HDU 1198 Farm Irrigation
Figure 2

Several wellsprings are found in the center of some squares, so water can flow along the pipes from one square to another. If water flow crosses one square, the whole farm land in this square is irrigated and will have a good harvest in autumn.

Now Benny wants to know at least how many wellsprings should be found to have the whole farm land irrigated. Can you help him?
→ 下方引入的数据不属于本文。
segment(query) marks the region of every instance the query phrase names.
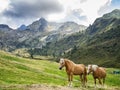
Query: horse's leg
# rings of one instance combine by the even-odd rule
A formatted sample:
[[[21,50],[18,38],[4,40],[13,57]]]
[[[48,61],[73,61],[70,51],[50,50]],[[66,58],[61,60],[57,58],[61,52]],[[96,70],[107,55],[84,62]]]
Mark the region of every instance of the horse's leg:
[[[100,78],[98,78],[98,80],[99,80],[99,84],[100,84],[100,85],[102,85],[101,79],[100,79]]]
[[[72,87],[73,74],[70,75],[70,86]]]
[[[84,73],[83,74],[83,84],[86,87],[86,83],[87,83],[87,75]]]
[[[94,83],[95,83],[95,87],[96,87],[96,78],[94,78]]]
[[[81,80],[81,83],[82,83],[82,86],[83,86],[83,77],[82,77],[82,75],[80,75],[80,80]]]

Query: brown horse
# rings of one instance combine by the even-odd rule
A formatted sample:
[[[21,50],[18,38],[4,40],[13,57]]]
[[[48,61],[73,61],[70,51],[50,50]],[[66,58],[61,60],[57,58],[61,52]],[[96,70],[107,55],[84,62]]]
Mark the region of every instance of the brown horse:
[[[97,65],[88,65],[87,73],[89,74],[92,72],[94,83],[96,86],[96,79],[99,80],[99,83],[104,85],[105,78],[106,78],[106,71],[103,67],[98,67]],[[103,82],[101,82],[101,79],[103,79]]]
[[[75,64],[68,59],[61,58],[59,69],[61,70],[64,66],[66,67],[69,86],[72,85],[73,75],[80,75],[81,82],[82,82],[83,86],[85,86],[85,83],[87,82],[87,77],[86,77],[87,76],[87,69],[86,69],[85,65]]]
Note: In the above example, at least 3 wellsprings are needed, as those red points in Figure 2 show.

Input
There are several test cases! In each test case, the first line contains 2 integers M and N, then M lines follow. In each of these lines, there are N characters, in the range of 'A' to 'K', denoting the type of water pipe over the corresponding square. A negative M or N denotes the end of input, else you can assume 1 <= M, N <= 50.

Output
For each test case, output in one line the least number of wellsprings needed.

Sample Input
  
  
2 2 DK HF 3 3 ADC FJK IHE -1 -1

Sample Output
  
  
2 3


题目大意:

有A~K共9种类型的田地,每种田上面的水渠是不同的(它们连接的出口不同)。然后由这些类型的田组成一个n*m大小的更大的田,由于相邻两个田地的水渠可能可以相通(有接口),所以只要相通的那些田地只需要一个水源就可以了。求最少需要多少个水源。


分析:

可用bfs,dfs做,不过用并查集更方便点。 用并查集只需要判断一个田周围的四个田,如果有接口,那么就把这两个田合并成一棵树,最后判断几棵树即可。


代码:

// 并查集
#include<cstdio>
#include<cstring>
#define N 55
int n,m,f[N*N],rank[N*N];
int map[55][55];
// 左,上,右,下
int dir[4][2]={{0,-1},{-1,0},{0,1},{1,0}};

// 田的类型。 按顺序上,右,下,左,有出口的是1,无的是0
int farm[11][4]={
    {1,0,0,1},
    {1,1,0,0},
    {0,0,1,1},
    {0,1,1,0},
    {1,0,1,0},
    {0,1,0,1},
    {1,1,0,1},
    {1,0,1,1},
    {0,1,1,1},
    {1,1,1,0},
    {1,1,1,1}
};

inline void initSet(){
    for(int i=0; i<N*N; ++i)
        f[i]=i,rank[i]=0;
}
int find(int x){
    int i,j=x;
    while(j!=f[j]) j=f[j];
    while(x!=j){
        i=f[x];
        f[x]=j;
        x=i;
    }
    return j;
}
void Union(int x,int y){
    int a=find(x), b=find(y);
    if(a==b)return ;
    if(rank[a]>rank[b])
        f[b]=a;
    else{
        if(rank[a]==rank[b])
            ++rank[b];
        f[a]=b;
    }
}


int main(){
    char ch;
    while(scanf("%d%d%*c",&n,&m)&&n>=1&&m>=1){
        for(int i=0; i<n; ++i){
            for(int j=0; j<m; ++j){
                scanf("%c",&ch);
                map[i][j]=ch-'A';
            }
            getchar();
        }
        initSet();
        for(int i=0; i<n; ++i){
            for(int j=0; j<m; ++j){
                for(int k=0; k<4; ++k){
                    int dx=i+dir[k][0],dy=j+dir[k][1];
                    if(dx<0||dx>=n||dy<0||dy>=m)continue;
                    if(k==0){ // 左
                        if(farm[map[dx][dy]][1]&&farm[map[i][j]][3]){
                            Union(dx*m+dy, i*m+j);
                        }
                    }
                    else if(k==1){ // 上
                        if(farm[map[dx][dy]][2]&&farm[map[i][j]][0]){
                            Union(dx*m+dy, i*m+j);
                        }
                    }
                    else if(k==2){ // 右
                        if(farm[map[dx][dy]][3]&&farm[map[i][j]][1]){
                            Union(dx*m+dy, i*m+j);
                        }
                    }
                    else if(k==3){ // 下
                        if(farm[map[dx][dy]][0]&&farm[map[i][j]][2]){
                            Union(dx*m+dy, i*m+j);
                        }
                    }
                } 
            }
        }
        int cnt=0;
        for(int i=0; i<n*m; ++i)
            if(f[i]==i) 
                ++cnt;
        printf("%d\n", cnt);
    }
    return 0;
}


—— 生命的意义,在于赋予它意义。

原创http://blog.csdn.net/shuangde800By D_Double (转载请标明)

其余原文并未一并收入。